There’s one scene where Sandler’s character sees his father for the last time and it’s kind of… heartbreaking? Yes, manipulative, but still impressive. And that’s not the only scene – the third act is almost full of back-to-back dramatic moments and Sandler is perfectly committed to his role. Not to mention, there’s no other film where Sandler does his usual comedy thing and then suddenly goes this hard to sad places. Sandler’s fan base isn’t exactly full of people who might enjoy all of his dramatic/non-typical films, but this was a great opportunity to show his own audience that he’s capable of being a dramatic actor.
7. Spanglish (2004)
Sandler’s “Anger Management” co-star Jack Nicholson won two of his three Oscars for James L. Brooks films. Brooks made an interesting choice to cast Sandler in a film that one wouldn’t consider among his best, but still can be called as a moving portrayal of the difficulty of family problems and self-identity.
It was one of the benefits of “Punch-Drunk Love” as Brooks was so impressed by Sandler’s performance in that film that he decided it’d be a good decision to give him another dramatic role, and he’s really strong in this. He plays a loving father and husband, as well as a chef and owner of a restaurant, who finds himself in some unexpected events. His scenes with Sarah Steele in particular are very loving and touching.
Sandler had to turn down Michael Mann’s “Collateral” to make this film, which is a movie that earned Jamie Foxx an Oscar nomination. Well, this one didn’t do as good, obviously, but at least he didn’t turn “Collateral” down for doing “The Longest Yard” or whatever. Some humorous moments can be found here, but “Spanglish” is still mostly a dramatic movie and another great showcase for Sandler’s dramatic talent.
6. Funny People (2009)
We mentioned that he turned down “Collateral” for doing “Spanglish,” and he also turned down Eli Roth’s character in “Inglourious Basterds” to make this movie. Which one is a better character is, of course, up to the audience to judge; again, at least he didn’t turn down Tarantino for Frank Coraci but rather for Judd Apatow.
It is a flawed film because as usual with Apatow’s stuff, “Funny People” is way too long; but it was also Apatow’s most mature movie up until that time. Both Apatow and Sandler were roommates back in the day, so the script has a way of playing into Sandler’s strengths. Sandler plays a middle-aged comedian-turned-actor who made a fortune over the years but keep making poorly received movies (does it remind you of anyone?). But recently he’s been diagnosed with acute myeloid leukemia. Thinking he is going to die, he decides to go back to stand-up.

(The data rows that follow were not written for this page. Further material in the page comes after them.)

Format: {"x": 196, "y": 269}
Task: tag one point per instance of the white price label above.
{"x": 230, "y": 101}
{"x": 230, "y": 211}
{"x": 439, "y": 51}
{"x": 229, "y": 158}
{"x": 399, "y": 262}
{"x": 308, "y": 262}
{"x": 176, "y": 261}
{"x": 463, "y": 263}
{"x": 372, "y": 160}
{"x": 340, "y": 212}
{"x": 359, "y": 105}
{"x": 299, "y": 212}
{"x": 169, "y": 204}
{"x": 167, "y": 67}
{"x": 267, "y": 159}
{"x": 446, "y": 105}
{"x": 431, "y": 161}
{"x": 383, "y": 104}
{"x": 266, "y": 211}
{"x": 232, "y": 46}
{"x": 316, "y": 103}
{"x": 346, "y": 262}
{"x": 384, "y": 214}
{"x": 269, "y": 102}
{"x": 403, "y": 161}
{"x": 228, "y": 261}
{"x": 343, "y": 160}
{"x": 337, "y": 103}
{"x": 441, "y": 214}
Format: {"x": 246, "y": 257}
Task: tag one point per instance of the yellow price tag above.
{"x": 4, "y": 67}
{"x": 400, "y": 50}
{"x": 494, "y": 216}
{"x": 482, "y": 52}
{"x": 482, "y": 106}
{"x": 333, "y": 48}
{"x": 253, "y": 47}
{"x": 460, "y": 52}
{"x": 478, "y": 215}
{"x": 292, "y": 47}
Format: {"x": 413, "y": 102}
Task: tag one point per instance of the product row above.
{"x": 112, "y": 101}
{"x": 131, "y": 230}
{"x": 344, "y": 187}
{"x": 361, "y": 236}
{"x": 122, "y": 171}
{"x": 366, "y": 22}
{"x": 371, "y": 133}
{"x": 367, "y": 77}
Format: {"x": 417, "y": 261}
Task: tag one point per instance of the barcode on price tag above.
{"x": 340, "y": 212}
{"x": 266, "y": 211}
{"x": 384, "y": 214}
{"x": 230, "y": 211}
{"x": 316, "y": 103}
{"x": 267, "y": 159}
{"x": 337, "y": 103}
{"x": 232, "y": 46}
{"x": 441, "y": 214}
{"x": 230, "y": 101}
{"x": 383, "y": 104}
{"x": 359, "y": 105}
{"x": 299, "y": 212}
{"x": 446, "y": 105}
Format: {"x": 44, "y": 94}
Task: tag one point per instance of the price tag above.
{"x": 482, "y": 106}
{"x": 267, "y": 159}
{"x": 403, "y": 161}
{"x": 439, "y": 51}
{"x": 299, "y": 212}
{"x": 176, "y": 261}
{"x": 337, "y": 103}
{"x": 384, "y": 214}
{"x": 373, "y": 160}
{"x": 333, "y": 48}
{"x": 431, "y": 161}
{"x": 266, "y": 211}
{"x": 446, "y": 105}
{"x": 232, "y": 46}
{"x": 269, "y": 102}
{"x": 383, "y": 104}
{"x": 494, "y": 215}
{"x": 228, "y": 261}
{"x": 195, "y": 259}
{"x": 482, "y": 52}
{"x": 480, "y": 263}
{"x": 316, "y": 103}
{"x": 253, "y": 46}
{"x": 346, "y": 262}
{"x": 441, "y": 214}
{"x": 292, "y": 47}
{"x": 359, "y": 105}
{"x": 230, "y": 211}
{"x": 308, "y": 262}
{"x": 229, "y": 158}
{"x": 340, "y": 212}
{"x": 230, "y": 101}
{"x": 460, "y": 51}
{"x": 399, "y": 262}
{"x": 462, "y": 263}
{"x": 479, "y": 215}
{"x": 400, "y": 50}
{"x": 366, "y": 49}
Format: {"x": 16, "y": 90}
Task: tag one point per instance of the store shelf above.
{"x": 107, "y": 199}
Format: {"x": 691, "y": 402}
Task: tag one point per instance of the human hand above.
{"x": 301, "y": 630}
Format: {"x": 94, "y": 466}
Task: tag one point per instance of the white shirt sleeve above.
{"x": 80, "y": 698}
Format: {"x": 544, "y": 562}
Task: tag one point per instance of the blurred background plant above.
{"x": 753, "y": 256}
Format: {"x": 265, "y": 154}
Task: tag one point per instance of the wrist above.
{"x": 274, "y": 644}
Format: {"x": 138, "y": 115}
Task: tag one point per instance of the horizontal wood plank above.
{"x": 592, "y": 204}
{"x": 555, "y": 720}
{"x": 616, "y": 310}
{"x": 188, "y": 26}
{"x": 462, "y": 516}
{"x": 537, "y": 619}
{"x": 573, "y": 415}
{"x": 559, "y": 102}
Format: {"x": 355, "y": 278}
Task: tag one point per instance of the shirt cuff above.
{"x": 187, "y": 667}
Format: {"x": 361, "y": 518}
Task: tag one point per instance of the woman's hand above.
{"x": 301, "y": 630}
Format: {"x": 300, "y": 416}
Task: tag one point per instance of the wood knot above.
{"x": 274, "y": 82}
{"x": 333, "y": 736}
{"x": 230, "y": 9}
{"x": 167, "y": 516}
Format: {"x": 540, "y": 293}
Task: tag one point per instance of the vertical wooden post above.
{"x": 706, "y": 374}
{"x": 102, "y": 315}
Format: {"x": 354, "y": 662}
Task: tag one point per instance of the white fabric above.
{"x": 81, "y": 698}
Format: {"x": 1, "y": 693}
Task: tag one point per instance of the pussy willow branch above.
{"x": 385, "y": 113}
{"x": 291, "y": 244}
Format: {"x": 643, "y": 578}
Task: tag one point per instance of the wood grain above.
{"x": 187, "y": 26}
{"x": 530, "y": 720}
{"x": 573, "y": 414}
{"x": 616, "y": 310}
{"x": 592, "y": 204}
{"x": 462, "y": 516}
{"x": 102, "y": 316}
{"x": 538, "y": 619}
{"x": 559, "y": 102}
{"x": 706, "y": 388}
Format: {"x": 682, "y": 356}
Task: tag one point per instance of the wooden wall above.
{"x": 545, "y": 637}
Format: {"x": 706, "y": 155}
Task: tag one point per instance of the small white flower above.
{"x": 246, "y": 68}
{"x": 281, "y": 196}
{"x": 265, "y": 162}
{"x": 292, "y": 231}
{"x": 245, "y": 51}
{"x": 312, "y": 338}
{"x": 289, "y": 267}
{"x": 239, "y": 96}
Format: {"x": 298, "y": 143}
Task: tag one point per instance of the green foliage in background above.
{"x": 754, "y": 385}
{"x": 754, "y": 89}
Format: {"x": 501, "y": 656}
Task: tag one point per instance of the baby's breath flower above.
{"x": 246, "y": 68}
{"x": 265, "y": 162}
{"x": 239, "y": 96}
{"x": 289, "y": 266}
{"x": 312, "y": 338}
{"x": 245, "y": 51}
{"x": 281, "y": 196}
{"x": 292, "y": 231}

One of those rare character dramas that featured Sandler in the leading role, it’s another good case for him to show an unexplored side of his talent. It’s also a kind of character that Sandler rarely gets to play: a complex one! His chemistry is pretty good with his co-stars and the script lets him deliver some witty lines as well. The movie is way too long, so if you’re not too interested in the characters or the storyline or just don’t care for Apatow’s style, it may be hard to sit through. But if you go with the journey, you’ll witness some of Sandler’s finest moments.